United KingdomTuesday, June 17, 2014, 12:00 Hrs  [IST]

The European Medicines Agency's (EMA) Pharmacovigilance and Risk Assessment Committee (PRAC) has started a review to evaluate the cardiovascular risks with systemic ibuprofen medicines (such as those taken by mouth but not topical medicines like creams and gels).

The cardiovascular risks being evaluated concern high-dose ibuprofen (2,400 mg per day) taken regularly for long periods. Ibuprofen is usually taken at lower doses and for short periods of time.

There is therefore no suggestion of a similar cardiovascular risk with ibuprofen as used by the overwhelming majority of patients. Ibuprofen is one of the most widely used medicines for pain and inflammation and has a well-known safety profile, particularly at usual doses.

Ibuprofen belongs to a class of medicines known as non-steroidal anti-inflammatory drugs (NSAIDs). The safety of these medicines including their cardiovascular risks has been under close review by the EMA and national regulatory authorities for many years. Data, in particular the results of a published analysis of clinical trial data, have suggested that the cardiovascular risk with diclofenac and high-dose ibuprofen (2,400 mg) may be similar to the known risk with COX-2 inhibitors (also of the NSAID class). In 2013, the PRAC considered the available data relating to diclofenac and issued recommendations to minimise their risks. The PRAC is now considering the available data relating to high-dose ibuprofen.

The PRAC will also evaluate evidence on the interaction of ibuprofen with low-dose aspirin (taken to reduce the risk of heart attacks and strokes) to decide whether current advice to healthcare professionals is sufficient.

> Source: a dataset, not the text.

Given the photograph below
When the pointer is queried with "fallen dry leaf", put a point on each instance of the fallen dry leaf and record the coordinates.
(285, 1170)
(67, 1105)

While the review is ongoing, patients should continue to use their medicines as per the instructions in the package leaflets or as directed by their doctor or pharmacist.

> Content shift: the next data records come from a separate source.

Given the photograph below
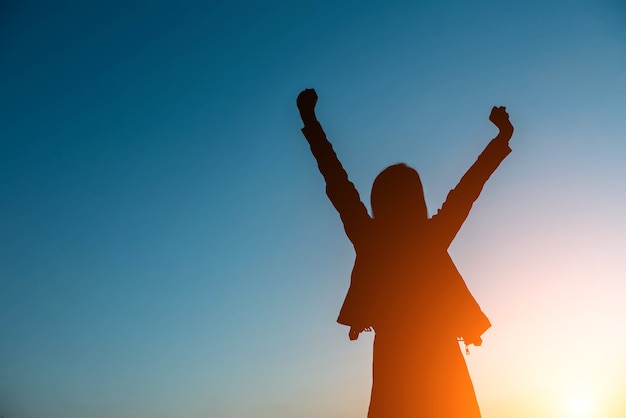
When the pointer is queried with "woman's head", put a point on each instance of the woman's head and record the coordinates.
(398, 197)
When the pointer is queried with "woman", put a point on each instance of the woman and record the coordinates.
(404, 284)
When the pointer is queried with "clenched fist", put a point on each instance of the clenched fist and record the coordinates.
(500, 118)
(306, 105)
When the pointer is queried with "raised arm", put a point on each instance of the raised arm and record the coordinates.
(454, 211)
(341, 192)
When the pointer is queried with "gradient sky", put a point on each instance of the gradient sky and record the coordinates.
(166, 246)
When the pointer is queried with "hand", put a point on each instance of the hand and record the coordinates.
(500, 118)
(306, 102)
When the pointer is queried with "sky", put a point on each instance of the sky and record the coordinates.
(166, 246)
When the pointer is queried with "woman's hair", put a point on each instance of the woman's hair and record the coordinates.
(398, 195)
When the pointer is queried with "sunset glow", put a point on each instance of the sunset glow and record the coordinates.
(166, 244)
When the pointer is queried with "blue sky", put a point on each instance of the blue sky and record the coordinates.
(166, 247)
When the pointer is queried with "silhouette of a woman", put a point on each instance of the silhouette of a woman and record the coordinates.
(404, 284)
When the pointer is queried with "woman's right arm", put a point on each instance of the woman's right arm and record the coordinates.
(340, 190)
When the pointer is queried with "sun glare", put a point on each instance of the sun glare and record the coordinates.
(578, 407)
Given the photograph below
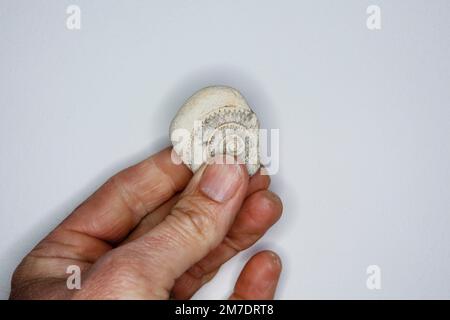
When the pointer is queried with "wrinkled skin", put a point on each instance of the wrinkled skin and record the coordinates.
(155, 231)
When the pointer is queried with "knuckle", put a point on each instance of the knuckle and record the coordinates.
(194, 216)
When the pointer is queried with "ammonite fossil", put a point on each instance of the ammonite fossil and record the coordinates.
(216, 120)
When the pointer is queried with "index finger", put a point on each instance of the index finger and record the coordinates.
(118, 206)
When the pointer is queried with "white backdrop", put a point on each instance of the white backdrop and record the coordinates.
(364, 123)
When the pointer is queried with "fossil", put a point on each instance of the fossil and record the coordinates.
(216, 120)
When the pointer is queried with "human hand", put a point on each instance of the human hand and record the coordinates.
(154, 231)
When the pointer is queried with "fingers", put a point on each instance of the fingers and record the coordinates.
(259, 278)
(257, 182)
(197, 223)
(117, 207)
(258, 213)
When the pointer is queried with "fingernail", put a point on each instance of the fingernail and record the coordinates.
(220, 181)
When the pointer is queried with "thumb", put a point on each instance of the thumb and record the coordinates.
(197, 223)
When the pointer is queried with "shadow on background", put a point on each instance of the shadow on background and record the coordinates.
(258, 99)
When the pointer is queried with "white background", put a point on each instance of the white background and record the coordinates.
(364, 119)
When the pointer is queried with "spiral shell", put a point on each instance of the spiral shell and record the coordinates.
(216, 120)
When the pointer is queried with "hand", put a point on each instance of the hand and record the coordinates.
(138, 237)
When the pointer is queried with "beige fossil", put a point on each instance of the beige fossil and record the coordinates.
(216, 120)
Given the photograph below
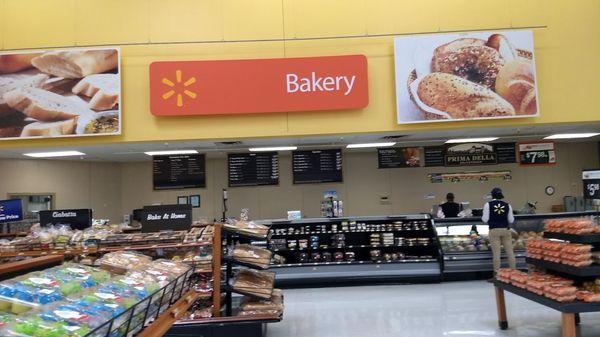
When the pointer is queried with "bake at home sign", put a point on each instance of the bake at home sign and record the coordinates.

Ibuprofen is a painkiller and anti-inflammatory medicine. It works by blocking an enzyme called cyclo-oxygenase, which produces prostaglandins, substances that are involved in inflammation and pain. Ibuprofen is found in medicines used to treat pain, inflammation and fever.

The usual dose for adults and children over 12 years of age is 200 to 400 mg, 3 or 4 times a day as needed.

Ibuprofen is present in medicines as a mixture of two molecules that are enantiomers (mirror images of each other). Dexibuprofen, the active enantiomer, is sometimes available on its own and is therefore included in this review.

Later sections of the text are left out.